The lineups in question took place more than a year before United States v. Wade (1967) 388 U.S. 218 [18 L.Ed.2d 1149, 87 S.Ct. 1926], and Gilbert v. California (1967) 388 U.S. 263 [18 L.Ed.2d 1178, 87 S.Ct. 1951], which declared a constitutional right to the assistance of counsel at that stage of the proceedings. We decline Daniels' invitation to overrule or qualify People v. Feggans (1967) 67 Cal.2d 444, 448-449 [ 62 Cal.Rptr. 419, 432 P.2d 21], holding those decisions to be prospective as a matter of state law. (See also Stovall v. Denno (1967) 388 U.S. 293, 296 [18 L.Ed.2d 1199, 1203, 87 S.Ct. 1967].)

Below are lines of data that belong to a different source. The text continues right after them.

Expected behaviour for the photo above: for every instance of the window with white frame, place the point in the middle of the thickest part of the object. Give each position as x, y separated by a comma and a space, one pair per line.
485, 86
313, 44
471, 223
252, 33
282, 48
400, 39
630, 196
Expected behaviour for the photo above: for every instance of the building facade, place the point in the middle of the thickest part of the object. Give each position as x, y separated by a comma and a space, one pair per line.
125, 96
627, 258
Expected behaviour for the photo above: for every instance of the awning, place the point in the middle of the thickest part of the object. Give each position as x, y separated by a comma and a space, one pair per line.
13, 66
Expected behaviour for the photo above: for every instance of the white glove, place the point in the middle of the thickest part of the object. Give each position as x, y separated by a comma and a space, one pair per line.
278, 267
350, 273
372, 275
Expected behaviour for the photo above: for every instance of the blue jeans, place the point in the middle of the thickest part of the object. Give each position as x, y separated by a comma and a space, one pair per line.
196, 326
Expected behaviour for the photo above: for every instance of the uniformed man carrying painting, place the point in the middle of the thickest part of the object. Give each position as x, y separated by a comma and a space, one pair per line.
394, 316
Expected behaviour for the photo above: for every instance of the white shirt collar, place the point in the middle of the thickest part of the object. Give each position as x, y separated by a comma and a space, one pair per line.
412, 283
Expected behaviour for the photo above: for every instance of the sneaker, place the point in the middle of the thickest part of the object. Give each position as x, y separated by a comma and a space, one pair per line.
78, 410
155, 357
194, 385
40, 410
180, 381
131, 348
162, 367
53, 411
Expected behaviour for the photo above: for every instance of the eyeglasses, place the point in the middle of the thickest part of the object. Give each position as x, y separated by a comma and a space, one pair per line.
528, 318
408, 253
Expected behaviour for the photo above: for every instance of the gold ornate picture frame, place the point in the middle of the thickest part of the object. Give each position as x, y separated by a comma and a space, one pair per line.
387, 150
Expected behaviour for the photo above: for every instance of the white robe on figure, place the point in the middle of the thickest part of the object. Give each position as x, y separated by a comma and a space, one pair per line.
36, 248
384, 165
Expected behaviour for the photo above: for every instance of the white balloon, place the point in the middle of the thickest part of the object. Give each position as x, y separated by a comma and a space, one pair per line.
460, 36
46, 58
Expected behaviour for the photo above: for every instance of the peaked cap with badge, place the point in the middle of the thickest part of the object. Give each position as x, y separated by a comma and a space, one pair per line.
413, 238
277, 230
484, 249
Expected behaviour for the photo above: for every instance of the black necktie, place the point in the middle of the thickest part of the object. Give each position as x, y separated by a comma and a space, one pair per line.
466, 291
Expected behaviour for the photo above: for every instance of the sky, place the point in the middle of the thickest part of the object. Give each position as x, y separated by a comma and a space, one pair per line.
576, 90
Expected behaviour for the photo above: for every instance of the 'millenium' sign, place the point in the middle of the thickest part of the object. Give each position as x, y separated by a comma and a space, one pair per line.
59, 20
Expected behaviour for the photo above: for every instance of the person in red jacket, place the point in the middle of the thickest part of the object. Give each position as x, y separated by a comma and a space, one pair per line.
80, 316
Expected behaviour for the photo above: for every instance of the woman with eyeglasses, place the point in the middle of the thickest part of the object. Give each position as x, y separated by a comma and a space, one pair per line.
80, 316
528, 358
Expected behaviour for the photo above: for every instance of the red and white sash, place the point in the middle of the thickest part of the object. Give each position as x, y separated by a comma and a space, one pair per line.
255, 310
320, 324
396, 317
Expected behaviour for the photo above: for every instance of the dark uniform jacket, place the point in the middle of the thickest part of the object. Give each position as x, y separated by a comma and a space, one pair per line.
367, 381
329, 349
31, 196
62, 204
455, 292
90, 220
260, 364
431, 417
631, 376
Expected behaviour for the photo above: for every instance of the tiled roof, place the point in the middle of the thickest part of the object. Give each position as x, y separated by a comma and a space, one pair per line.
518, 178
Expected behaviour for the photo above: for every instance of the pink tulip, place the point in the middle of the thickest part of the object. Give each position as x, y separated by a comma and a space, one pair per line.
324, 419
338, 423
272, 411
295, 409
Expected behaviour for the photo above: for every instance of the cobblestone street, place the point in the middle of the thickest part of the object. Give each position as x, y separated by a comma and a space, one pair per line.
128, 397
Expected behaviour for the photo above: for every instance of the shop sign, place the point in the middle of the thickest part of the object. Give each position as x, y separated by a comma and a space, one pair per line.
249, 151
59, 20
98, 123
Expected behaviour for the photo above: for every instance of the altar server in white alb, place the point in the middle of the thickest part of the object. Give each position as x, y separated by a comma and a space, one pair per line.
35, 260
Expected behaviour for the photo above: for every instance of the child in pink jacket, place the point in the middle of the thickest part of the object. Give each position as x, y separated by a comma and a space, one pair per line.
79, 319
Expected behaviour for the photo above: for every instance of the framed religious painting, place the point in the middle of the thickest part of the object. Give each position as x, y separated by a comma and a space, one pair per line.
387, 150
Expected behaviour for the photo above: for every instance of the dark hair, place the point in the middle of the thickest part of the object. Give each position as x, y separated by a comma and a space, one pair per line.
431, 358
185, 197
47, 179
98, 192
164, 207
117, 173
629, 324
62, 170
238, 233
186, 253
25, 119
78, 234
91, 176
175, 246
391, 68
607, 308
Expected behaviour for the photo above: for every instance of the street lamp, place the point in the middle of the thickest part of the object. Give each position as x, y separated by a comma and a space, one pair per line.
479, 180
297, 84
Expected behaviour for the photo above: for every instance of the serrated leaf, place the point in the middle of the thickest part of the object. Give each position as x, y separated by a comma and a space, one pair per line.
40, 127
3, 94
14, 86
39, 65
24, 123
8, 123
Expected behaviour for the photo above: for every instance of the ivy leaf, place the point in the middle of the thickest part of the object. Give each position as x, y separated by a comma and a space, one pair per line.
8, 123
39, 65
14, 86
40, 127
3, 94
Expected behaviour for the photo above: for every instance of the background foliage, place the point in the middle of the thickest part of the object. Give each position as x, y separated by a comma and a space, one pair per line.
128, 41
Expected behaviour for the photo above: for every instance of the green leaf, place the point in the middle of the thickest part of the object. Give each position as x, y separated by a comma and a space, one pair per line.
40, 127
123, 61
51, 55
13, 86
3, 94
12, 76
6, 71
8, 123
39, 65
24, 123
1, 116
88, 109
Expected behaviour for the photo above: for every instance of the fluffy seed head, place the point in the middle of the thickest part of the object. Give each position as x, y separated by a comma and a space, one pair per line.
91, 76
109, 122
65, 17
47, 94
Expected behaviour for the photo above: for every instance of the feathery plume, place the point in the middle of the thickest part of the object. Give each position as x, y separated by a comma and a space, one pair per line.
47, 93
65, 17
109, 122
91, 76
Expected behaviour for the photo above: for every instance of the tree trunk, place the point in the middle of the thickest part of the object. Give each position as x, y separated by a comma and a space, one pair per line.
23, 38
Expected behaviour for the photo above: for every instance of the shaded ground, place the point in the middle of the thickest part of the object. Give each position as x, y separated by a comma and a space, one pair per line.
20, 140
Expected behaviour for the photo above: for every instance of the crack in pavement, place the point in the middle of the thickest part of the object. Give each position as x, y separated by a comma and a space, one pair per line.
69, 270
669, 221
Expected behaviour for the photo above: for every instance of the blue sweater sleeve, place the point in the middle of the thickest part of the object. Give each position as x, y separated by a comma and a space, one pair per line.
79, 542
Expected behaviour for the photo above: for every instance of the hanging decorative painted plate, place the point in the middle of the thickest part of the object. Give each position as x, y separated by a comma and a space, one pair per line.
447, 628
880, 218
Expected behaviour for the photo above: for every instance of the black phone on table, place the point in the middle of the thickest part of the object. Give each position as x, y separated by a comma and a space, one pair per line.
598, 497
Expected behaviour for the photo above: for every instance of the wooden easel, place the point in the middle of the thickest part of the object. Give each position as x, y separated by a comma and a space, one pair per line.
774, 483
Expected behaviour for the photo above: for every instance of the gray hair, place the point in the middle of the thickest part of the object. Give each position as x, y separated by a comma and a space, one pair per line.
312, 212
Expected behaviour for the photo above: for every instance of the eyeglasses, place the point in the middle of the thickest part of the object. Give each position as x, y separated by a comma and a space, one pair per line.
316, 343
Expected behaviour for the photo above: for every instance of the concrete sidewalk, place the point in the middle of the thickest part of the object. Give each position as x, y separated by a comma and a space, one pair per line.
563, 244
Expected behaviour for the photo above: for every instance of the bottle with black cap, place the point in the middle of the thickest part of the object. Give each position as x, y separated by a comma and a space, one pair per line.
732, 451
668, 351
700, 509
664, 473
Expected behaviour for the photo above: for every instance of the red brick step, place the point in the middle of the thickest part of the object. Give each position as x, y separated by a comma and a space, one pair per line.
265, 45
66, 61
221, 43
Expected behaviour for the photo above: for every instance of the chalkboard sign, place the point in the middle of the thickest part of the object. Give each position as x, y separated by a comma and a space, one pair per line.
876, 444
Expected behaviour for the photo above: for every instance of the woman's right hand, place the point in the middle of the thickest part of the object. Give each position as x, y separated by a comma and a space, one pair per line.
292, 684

We do not adjudicate Daniels' contention that the court erred in admitting into evidence a small pocket-knife and a piece of nylon stocking found in his possession at the time of his arrest. It is appropriate to point out, however, that the question of admissibility appears to be a close one (see People v. Riser (1956) 47 Cal.2d 566, 577 [ 305 P.2d 1], and cases cited), and the district attorney would do well to reconsider, in the light of the limited probative value of this evidence, whether to offer it in any future proceedings.
The judgment on count I is affirmed. The judgments on counts II, III, and IV are reversed.
Traynor, C.J., Peters, J., Tobriner, J., Burke, J., and Sullivan, J., concurred.
I would affirm the judgments in their entirety.